Spain is ranked number one, up from fourth in 2013 and eighth in 2011.
Barbados was ranked 28th in 2011 and 27th in 2013. There were 140 countries in the analysis in 2013 and 139 in 2011.
Regional tourist destinations such as The Bahamas, St Lucia and Dominica were not featured in the analysis, which explores how the travel and tourism sector has responded to economic, security and health shocks over recent decades.
The other Caribbean islands in this year’s index included Trinidad & Tobago, which was ranked 69th overall, Jamaica 76th, Guyana 104th and Haiti 133rd.
Barbados was ranked seventh in the Americas and Caribbean market behind the US, Canada, Brazil, Mexico, Panama and Costa Rica.

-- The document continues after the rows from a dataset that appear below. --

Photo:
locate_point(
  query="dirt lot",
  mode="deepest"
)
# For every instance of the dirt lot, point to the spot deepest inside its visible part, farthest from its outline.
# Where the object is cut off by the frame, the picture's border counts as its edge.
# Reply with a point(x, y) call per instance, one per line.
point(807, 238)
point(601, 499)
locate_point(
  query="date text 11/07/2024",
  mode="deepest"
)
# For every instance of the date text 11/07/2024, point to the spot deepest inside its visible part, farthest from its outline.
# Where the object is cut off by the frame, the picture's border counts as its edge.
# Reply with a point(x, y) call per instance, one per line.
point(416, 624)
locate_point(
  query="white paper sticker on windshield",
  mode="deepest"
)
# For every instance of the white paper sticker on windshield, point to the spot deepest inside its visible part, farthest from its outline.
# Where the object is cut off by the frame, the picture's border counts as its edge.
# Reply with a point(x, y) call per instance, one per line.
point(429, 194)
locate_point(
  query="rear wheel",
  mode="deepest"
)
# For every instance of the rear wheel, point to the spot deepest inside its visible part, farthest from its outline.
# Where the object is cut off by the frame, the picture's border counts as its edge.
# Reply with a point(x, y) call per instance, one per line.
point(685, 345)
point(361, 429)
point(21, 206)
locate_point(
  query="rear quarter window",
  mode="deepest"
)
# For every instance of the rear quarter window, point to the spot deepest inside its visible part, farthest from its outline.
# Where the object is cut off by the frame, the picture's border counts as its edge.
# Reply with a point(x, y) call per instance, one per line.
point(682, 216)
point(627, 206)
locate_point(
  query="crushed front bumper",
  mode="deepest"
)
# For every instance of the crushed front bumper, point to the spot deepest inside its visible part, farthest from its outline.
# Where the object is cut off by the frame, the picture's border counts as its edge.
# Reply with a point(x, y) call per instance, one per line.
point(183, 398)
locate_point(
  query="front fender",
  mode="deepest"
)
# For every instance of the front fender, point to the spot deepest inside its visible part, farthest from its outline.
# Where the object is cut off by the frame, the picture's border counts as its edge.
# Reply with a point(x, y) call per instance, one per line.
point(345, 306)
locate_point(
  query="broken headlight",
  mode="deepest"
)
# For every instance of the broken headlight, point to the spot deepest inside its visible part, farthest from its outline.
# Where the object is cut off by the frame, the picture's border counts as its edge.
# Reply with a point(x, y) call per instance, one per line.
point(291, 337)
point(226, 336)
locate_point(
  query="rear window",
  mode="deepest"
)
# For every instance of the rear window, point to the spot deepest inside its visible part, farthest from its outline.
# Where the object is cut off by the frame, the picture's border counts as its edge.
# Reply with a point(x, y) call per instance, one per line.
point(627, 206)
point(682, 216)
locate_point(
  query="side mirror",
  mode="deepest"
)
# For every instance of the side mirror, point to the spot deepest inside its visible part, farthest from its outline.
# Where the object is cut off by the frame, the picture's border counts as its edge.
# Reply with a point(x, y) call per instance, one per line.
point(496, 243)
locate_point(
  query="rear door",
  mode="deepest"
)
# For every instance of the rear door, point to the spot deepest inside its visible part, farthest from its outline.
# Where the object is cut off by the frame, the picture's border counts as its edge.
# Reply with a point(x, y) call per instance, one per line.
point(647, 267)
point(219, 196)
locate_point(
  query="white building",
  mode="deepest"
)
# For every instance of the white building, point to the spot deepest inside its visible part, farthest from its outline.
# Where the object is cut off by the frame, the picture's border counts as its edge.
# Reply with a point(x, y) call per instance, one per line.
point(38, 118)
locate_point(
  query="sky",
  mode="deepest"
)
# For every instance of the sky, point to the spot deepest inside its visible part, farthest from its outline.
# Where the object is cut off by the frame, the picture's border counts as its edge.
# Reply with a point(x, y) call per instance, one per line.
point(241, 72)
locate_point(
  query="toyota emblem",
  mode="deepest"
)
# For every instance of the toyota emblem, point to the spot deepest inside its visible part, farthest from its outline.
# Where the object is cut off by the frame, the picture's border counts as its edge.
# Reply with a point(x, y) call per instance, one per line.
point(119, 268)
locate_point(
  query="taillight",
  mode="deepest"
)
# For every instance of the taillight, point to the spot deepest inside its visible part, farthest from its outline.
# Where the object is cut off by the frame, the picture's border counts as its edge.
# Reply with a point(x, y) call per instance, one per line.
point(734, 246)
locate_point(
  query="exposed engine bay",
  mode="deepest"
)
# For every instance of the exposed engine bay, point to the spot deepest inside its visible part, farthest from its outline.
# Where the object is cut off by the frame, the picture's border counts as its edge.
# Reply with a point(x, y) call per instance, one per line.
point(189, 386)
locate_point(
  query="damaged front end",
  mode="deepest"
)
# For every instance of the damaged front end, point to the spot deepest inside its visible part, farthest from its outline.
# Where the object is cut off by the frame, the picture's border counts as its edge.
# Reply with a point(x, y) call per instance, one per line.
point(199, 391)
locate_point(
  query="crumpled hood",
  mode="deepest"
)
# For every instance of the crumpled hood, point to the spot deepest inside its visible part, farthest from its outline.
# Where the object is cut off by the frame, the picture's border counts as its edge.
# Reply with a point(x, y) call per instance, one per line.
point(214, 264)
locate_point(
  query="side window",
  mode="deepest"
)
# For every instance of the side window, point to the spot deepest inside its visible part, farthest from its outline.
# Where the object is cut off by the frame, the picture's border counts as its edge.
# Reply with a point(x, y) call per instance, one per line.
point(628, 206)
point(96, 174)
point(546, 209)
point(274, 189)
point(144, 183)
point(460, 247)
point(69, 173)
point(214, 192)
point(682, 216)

Trinidad and Tobago was ranked 13th in the Americas and the Caribbean and Jamaica ranked 15th.
Published every two years, the report allows for cross-country comparison of the drivers of travel and tourism competitiveness, for benchmarking countries’ policy progress and for making investment decisions related to business and industry development.
It also offers an opportunity for the travel and tourism industry to highlight to national policymakers the challenges to the industry’s competitiveness that require policy attention, and to generate multi-stakeholder dialogue on formulating appropriate policies and action.
A closer look at the break down of some of the areas assessed shows Barbados was ranked fourth among the top ten most tourism ready economies in South and Central America. The top ranked country was Brazil. Barbados was ranked 10th among the countries whose economies prioritize travel and tourism most. The top spot went to Malta.
For ICT readiness Barbados was ranked 41, health and hygiene, 40th; safety and security 44th; business environment 49th. Perhaps the areas which affected Barbados’ ranking the worst were how costly it was to travel or invest in the country and international openness. Barbados was ranked 129th and 80th respectively.
The report noted that in the Caribbean, common travel and tourism issues included further leveraging of natural and cultural resources, air transport infrastructure, and—with some exceptions—improving the capacity for connectivity.
The Travel and Tourism Competitiveness Index suggested that most Caribbean economies relied extensively on their famous beaches “but do not seem to sufficiently promote their cultural resources”.
“More efforts in promoting and leveraging their cultural heritage could further improve the travel and tourism competitiveness of these economies, while the lower than expected performance of Caribbean countries on the Natural Resources pillar is partly explained by a lack of UNESCO natural heritage sites and a low percentage of land being officially protected,” it said.
Officials from the tourism industry could not be reached for a comment.
However, chairman of the Barbados Private Sector Association Alex McDonald told Barbados TODAY that he would have liked if the island was compared with more Caribbean destinations. He said he believed what was critical for the island was to get the information on what the average spend of tourists was.